La différence majeure entre ces deux phénomènes est que les contrails gèlent alors que la respiration s’évapore car elle ne rencontre pas les conditions pour geler. Ce premier argument est donc totalement fallacieux car beaucoup trop schématique pour être appuyé par les connaissances scientifiques.

- Le second témoignage est celui du pilote de ligne Jeff Nelson. Pour lui, les trainées de condensation devraient durer moins d’une minute car elles devraient fondre et s’évaporer. Les trainées persistantes sont donc pour lui anormales et non naturelles. Comme nous l’avons vu ici, on peut facilement expliquer la différence entre des trainées non persistantes et d’autres persistantes. D’ailleurs, dire que les trainées persistantes devraient disparaitre puisqu’elles sont censées fondre est simplement contradictoire avec l’existence des cirrus. Pourquoi les trainées ne peuvent pas perdurer plusieurs heures quand les cirrus (qui sont composés de petits cristaux de glace ou de gouttelettes) peuvent eux perdurer ? Si l’un existe, l’autre a tout autant de raisons d’avoir aussi lieu.

- Troisième témoignage, celui d’Allan Buckmann, météorologiste militaire et biologiste. Ce témoignage est particulièrement intéressant car il dénote de l’argument d’autorité qui est souvent utilisé par les partisans de la théorie des chemtrails. En somme, la logique est la suivante : c’est un scientifique, ce qu’il dit doit donc être vrai. Or, les scientifiques ne sont pas exempts de fournir des preuves et force est de constater que Buckmann n’en apporte absolument aucune ici. Tout ce qu’il dit se résume par « je viens vous témoigner que les chemtrails existent car ils ont lieu et tout cela est orchestré par le complexe militaro-industriel ». Pas le moindre début de preuve est avancé, les spectateurs devraient simplement lui faire confiance ? D’un point de vue scientifique, ce genre de témoignage n’a absolument aucune valeur. Contrairement à ce qu’il dit, les médias en ont d’ailleurs parlé ici ou voire également ici ou encore dans cet article. Rien qu’en France, on peut recenser plusieurs articles qui évoquent les chemtrails ou la géo ingénierie.
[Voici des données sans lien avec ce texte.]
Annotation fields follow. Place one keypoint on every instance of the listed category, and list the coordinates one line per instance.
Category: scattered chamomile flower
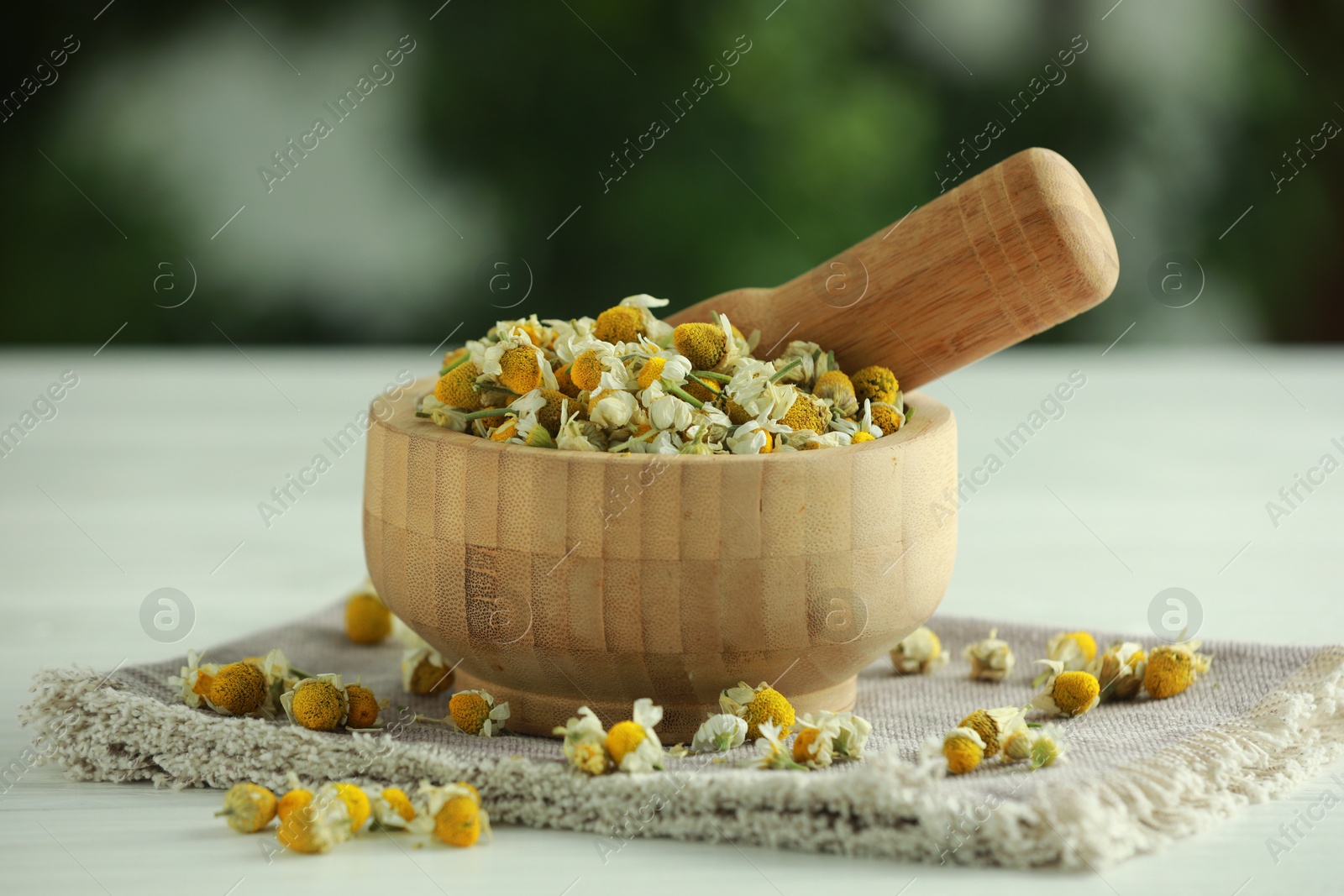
(633, 746)
(454, 815)
(248, 808)
(757, 705)
(964, 750)
(393, 809)
(920, 653)
(475, 712)
(1173, 668)
(991, 660)
(1066, 692)
(363, 708)
(585, 741)
(718, 732)
(319, 703)
(367, 618)
(194, 680)
(770, 750)
(1120, 671)
(239, 689)
(995, 727)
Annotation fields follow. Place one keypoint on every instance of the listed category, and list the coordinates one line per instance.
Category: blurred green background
(474, 177)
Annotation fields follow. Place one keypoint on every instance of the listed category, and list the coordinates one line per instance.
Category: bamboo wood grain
(1007, 254)
(566, 578)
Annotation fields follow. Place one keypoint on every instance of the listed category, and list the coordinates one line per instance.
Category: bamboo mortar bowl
(570, 578)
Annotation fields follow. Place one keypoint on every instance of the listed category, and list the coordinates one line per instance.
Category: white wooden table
(151, 472)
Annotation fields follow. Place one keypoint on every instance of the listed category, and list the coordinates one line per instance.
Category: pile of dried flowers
(629, 382)
(1077, 678)
(313, 821)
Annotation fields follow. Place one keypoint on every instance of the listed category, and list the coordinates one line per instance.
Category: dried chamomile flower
(1120, 671)
(239, 689)
(964, 750)
(319, 703)
(920, 653)
(363, 707)
(194, 680)
(994, 726)
(454, 815)
(991, 660)
(423, 671)
(757, 705)
(770, 750)
(877, 385)
(585, 741)
(475, 712)
(633, 746)
(1066, 692)
(248, 808)
(718, 732)
(393, 809)
(367, 618)
(1173, 668)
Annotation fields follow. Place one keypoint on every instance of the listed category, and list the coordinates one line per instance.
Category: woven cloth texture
(1139, 775)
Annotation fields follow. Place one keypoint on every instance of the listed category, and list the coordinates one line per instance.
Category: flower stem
(785, 369)
(682, 394)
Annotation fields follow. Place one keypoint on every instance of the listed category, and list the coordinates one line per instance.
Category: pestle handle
(1010, 253)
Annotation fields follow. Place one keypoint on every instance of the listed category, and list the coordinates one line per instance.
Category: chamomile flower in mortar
(475, 712)
(995, 727)
(318, 705)
(585, 741)
(194, 679)
(1120, 671)
(1066, 692)
(963, 750)
(1173, 668)
(757, 705)
(770, 750)
(718, 732)
(633, 746)
(991, 658)
(393, 809)
(920, 653)
(423, 669)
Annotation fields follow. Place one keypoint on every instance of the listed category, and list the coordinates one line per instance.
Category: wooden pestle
(1007, 254)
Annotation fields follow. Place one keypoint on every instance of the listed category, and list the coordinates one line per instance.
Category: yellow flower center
(429, 679)
(1168, 673)
(885, 417)
(588, 371)
(367, 621)
(768, 705)
(618, 324)
(803, 741)
(1074, 692)
(703, 344)
(239, 688)
(624, 738)
(877, 385)
(519, 369)
(454, 389)
(983, 725)
(651, 371)
(459, 822)
(401, 804)
(470, 711)
(963, 754)
(363, 707)
(356, 804)
(318, 705)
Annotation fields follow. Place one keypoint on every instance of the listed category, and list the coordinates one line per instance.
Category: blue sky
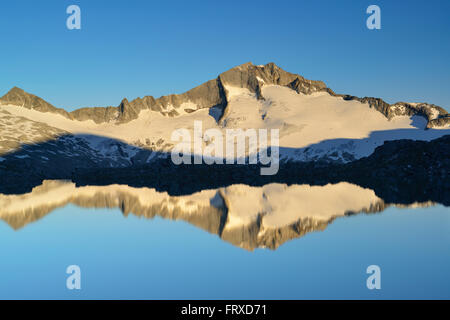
(135, 48)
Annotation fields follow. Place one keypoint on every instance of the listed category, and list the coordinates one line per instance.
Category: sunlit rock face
(248, 217)
(314, 122)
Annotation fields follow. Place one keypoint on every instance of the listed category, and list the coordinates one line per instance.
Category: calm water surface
(132, 257)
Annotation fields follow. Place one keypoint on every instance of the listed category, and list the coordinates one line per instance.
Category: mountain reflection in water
(245, 216)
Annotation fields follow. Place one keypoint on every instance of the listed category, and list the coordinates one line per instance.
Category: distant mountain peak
(213, 95)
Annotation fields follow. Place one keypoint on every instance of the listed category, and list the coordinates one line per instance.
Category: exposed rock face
(213, 95)
(18, 97)
(209, 210)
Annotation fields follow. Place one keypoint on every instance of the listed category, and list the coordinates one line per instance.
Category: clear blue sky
(134, 48)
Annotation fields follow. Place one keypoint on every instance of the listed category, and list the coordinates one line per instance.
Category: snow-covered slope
(313, 122)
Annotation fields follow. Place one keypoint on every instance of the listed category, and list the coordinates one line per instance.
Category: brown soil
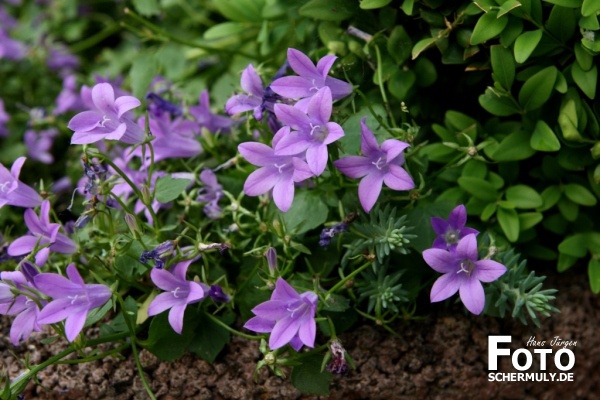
(441, 357)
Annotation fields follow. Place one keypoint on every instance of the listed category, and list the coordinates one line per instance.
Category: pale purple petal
(398, 179)
(369, 189)
(442, 261)
(488, 270)
(472, 295)
(261, 181)
(354, 166)
(445, 286)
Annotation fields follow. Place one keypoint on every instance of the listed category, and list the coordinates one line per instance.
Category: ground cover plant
(177, 173)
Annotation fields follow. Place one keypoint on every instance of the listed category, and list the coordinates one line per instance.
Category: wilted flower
(179, 292)
(463, 272)
(14, 192)
(451, 231)
(376, 167)
(72, 299)
(108, 120)
(288, 316)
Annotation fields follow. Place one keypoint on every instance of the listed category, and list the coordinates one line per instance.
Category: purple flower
(14, 192)
(376, 167)
(288, 316)
(463, 272)
(253, 100)
(173, 138)
(108, 120)
(4, 118)
(210, 194)
(451, 231)
(179, 292)
(311, 78)
(41, 233)
(39, 144)
(72, 299)
(312, 131)
(25, 309)
(277, 172)
(214, 123)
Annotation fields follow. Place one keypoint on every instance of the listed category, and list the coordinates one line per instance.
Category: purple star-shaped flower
(377, 166)
(179, 292)
(278, 173)
(72, 299)
(311, 131)
(288, 316)
(14, 192)
(463, 272)
(253, 100)
(311, 78)
(41, 233)
(108, 120)
(451, 231)
(26, 310)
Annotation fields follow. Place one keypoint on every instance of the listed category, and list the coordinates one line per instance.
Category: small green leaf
(503, 66)
(509, 222)
(543, 138)
(479, 188)
(523, 196)
(526, 43)
(514, 147)
(574, 246)
(421, 46)
(594, 275)
(487, 27)
(579, 195)
(586, 80)
(372, 4)
(538, 89)
(308, 378)
(168, 189)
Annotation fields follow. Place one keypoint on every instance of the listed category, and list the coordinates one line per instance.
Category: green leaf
(372, 4)
(498, 104)
(147, 8)
(594, 275)
(543, 138)
(143, 70)
(308, 378)
(503, 66)
(523, 196)
(308, 211)
(329, 10)
(586, 80)
(168, 189)
(421, 46)
(509, 222)
(566, 3)
(579, 195)
(211, 338)
(529, 220)
(479, 188)
(537, 89)
(487, 27)
(574, 246)
(526, 43)
(514, 147)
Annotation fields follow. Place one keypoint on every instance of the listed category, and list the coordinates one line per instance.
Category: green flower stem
(346, 278)
(230, 329)
(162, 32)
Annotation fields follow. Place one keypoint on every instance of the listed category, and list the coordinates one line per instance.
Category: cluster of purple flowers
(455, 255)
(25, 294)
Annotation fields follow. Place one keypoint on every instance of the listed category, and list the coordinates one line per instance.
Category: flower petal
(472, 295)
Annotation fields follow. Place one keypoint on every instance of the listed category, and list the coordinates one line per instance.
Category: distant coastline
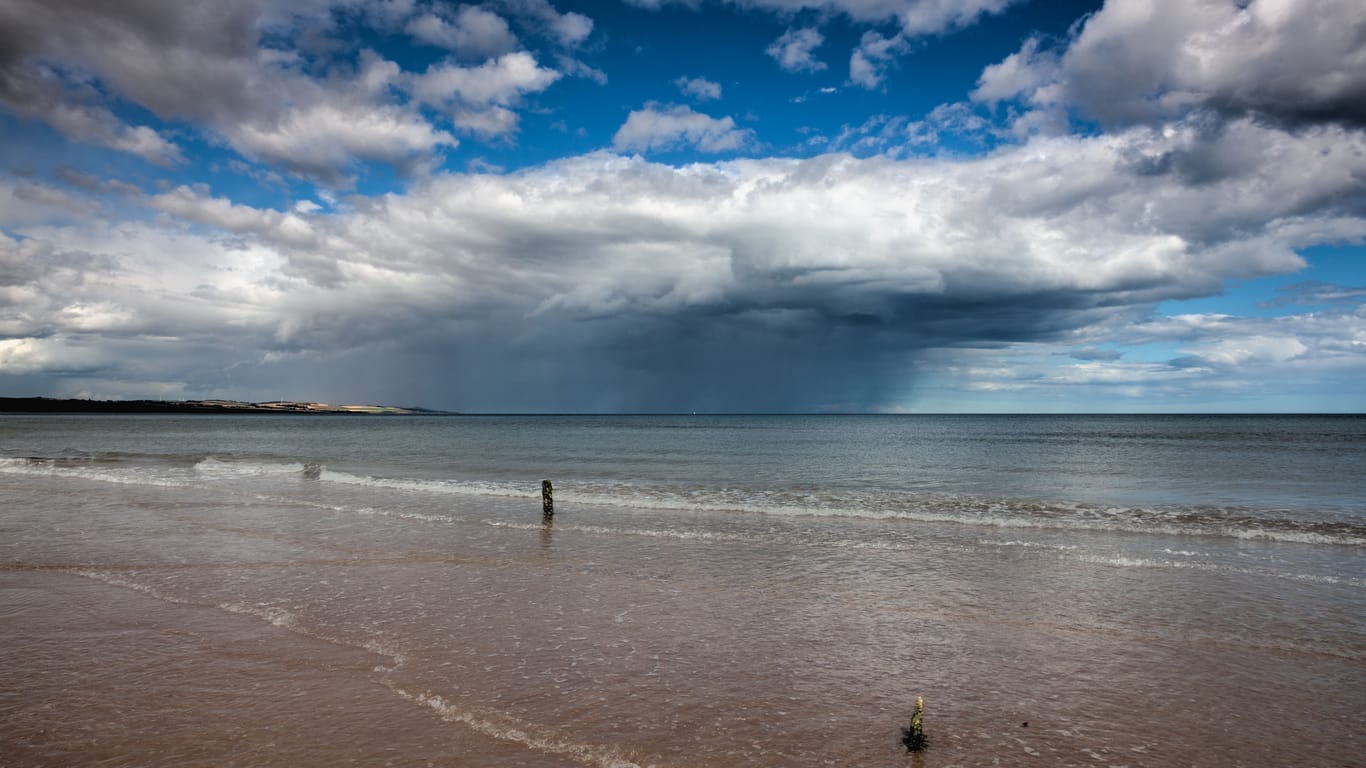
(56, 405)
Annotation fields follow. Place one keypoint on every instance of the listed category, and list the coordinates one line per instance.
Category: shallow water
(180, 591)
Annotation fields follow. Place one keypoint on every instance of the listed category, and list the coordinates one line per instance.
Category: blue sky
(649, 205)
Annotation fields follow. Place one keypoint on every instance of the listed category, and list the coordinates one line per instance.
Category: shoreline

- Quatrième témoignage, Franck Livolsi, docteur (en quoi ?) et pilote. Là encore, témoignage totalement inutile qui se résume à « regardez le ciel, il y a des trainées blanches ». Certes, il y en a, et alors ? Ce phénomène ne date pas d’hier et est, encore une fois, parfaitement explicable.

- Cinquième témoignage, Mark McCandlish, technicien industriel. On atteint des sommets dans le domaine des affirmations gratuites. « Les voiles blancs dans le ciel sont composés d’aluminium et vous devez me croire même si je n’apporte absolument aucune donnée ou rapport pour soutenir cette allégation », voilà en substance ce que cette personne dit. N’importe qui peut faire ça, ce n’est en rien scientifiquement acceptable.

- Retour à Iraja Sivadas qui continue sur le thème de l’aluminium avec cette phrase percutante : « Il y a de grandes quantités d’aluminium retrouvées ». Là encore, on omet totalement de fournir les preuves de cette affirmation. Où sont les références de ces analyses ? Qui a retrouvé ça, où et en quelle quantité ? On reste dans le domaine de l’affirmation gratuite. N’importe qui peut organiser une conférence et dire qu’on a trouvé de grandes quantités de tel ou tel produit sans donner la moindre indication de ses sources.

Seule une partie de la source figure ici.